Mrs. Hemingway (20 page)

Read Mrs. Hemingway Online

Authors: Naomi Wood

Yes, she thought, London sounded very nice indeed. The broadcaster's English accent had given her a vision of an apartment in Mayfair: bombs blasting off above her, getting down the copy for a story, perhaps in bathrobe and gas mask.

Martha left him in her office. In the living room she tried again for the wireless but he caught up with her and turned it off at the dial.

“I hate being cautious and good and settled,” she said to him, wondering why it was so hot in this room, why the house never cooled down. “This luxury,” she said, looking around at the settled misery of their possessions. “This bolt-hole! Don't you tire of it?”
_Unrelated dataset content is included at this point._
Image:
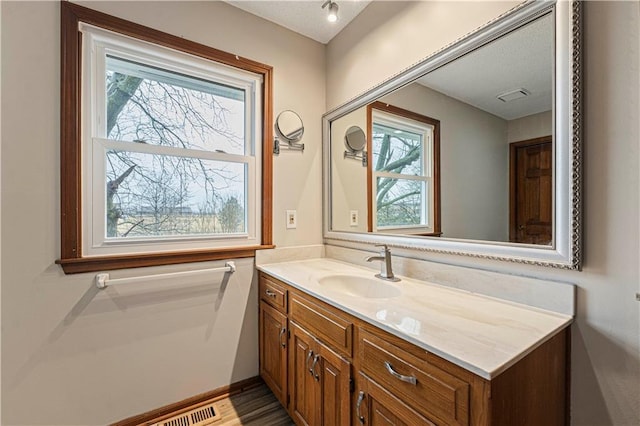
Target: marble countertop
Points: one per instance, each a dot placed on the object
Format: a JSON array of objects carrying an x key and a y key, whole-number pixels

Ernest brought his scarred leg up to the chair. “This is what war does, Marty, it maims; it kills. You think you're going to find something different, as if you're special. But you won't.”

“Balls! When we first met, you said I should go to war.”

“And you've done it now. Bravo!”

She went over to the window: outside, the cane fields glowed in the Cuban dusk. “I think you're holed up where you're comfortable,” she said to the glass. Her own reflection in the window was indistinct and faint. “I think you're scared of leaving.”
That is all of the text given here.